Donnerstag, 7. Juni 2018

Publikumsbeschimpfung


Heute vor 52 Jahren wurde Peter Handkes Publikumsbeschimpfung unter der Regie von Claus Peymann Frankfurt am Main uraufgeführt:

Sie sind willkommen.
Dies ist eine Vorrede.
Sie werden hier nichts hören, was sie nicht schon gehört haben.
Sie werden hier nichts sehen, was sie nicht schon gesehen haben.
Sie werden hier nichts von dem sehen, was sie hier immer gesehen haben.
Sie werden hören, was sie sonst gesehen haben.
Sie werden kein Schauspiel sehen.
Ihre Schaulust wird nicht befriedigt werden.
Sie werden kein Spiel sehen.
Hier wird nicht gespielt werden.
Sie werden ein Schauspiel ohne Bilder sehen.
Sie haben etwas erwartet.
Sie haben vielleicht etwas anderes erwartet.
Sie haben Gegenstände erwartet.
Sie haben eine Atmosphäre erwartet.
Sie haben eine andere Welt erwartet.
Sie sehen hier keine Gegenstände, die andere Gegenstände vortäuschen.
Sie sehen keinen Raum, der einen anderen vortäuscht.
Sie erleben keine Zeit, die eine andere Zeit bedeutet.
Diese Bühne stellt nichts dar.
Das Licht, das uns leuchtet, hat nichts zu bedeuten.
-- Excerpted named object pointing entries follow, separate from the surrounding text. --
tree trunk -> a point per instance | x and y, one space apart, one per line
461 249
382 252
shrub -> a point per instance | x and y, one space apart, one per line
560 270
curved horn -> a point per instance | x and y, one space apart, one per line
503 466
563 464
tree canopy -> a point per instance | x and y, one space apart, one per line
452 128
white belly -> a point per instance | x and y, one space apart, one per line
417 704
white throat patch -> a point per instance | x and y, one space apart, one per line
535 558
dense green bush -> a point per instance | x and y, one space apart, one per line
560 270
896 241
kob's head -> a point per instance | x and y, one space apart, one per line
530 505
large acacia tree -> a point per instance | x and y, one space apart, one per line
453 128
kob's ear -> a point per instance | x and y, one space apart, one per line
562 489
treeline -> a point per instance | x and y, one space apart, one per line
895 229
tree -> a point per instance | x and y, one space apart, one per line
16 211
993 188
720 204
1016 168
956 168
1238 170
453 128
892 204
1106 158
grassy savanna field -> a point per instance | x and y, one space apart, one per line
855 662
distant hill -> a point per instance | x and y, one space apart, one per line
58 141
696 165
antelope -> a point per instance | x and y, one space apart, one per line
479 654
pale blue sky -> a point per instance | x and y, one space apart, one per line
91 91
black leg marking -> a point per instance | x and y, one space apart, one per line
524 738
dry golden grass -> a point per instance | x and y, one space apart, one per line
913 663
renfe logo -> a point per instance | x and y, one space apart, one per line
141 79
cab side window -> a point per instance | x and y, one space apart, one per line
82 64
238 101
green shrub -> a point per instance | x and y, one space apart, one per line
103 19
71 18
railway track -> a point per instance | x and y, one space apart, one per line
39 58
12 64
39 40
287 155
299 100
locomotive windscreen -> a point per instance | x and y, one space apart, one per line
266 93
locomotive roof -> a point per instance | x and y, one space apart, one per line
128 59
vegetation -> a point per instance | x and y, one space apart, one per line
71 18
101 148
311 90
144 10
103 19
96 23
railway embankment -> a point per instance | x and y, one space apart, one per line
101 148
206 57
Das ist lange her. Es war der Beginn der Karriere von Peter Handke. Hat es das deutsche Thater verändert? Ich weiß es nicht, ich mag Handke sowieso nicht besonders. Ich habe ihn einmal auf der Bühne gesehen, es war ein schöner Abend im Kieler Schauspielhaus. Es gab nicht die Publikumsbeschimpfung, der junge Dichter las seine eigene Lyrik. Die bestand aus dem Aufsagen der Namen der Spieler Fußballmannschaft von 1. FC Nürnberg, dem Ablesen der Hitparade von Radio Tokio und ähnlichen Gedichten. Damit kann der Bürgerschreck Handke vielleicht pensionierte Lateinlehrer im Altersheim schrecken, aber hier am heutigen Abend waren zu 95 Prozent Studenten im Raum. Die auch noch viel witziger sind als Handke, die cat calls und Kommentare nehmen kein Ende. Normalerweise geht dieses Publikum in die Mitternachtsvorstellung von Eddie Constantine Filmen, um sie zu kommentieren. Die Kommentare in diesen Vorstellungen sind auf einem höheren Niveau als manche Vorlesungen an der Uni. An diesem Abend auch wieder, definitiv besser als Handke. Wer ist nun der Dichter? Der Bilderstürmer Handke oder der anonyme Zwischenrufer?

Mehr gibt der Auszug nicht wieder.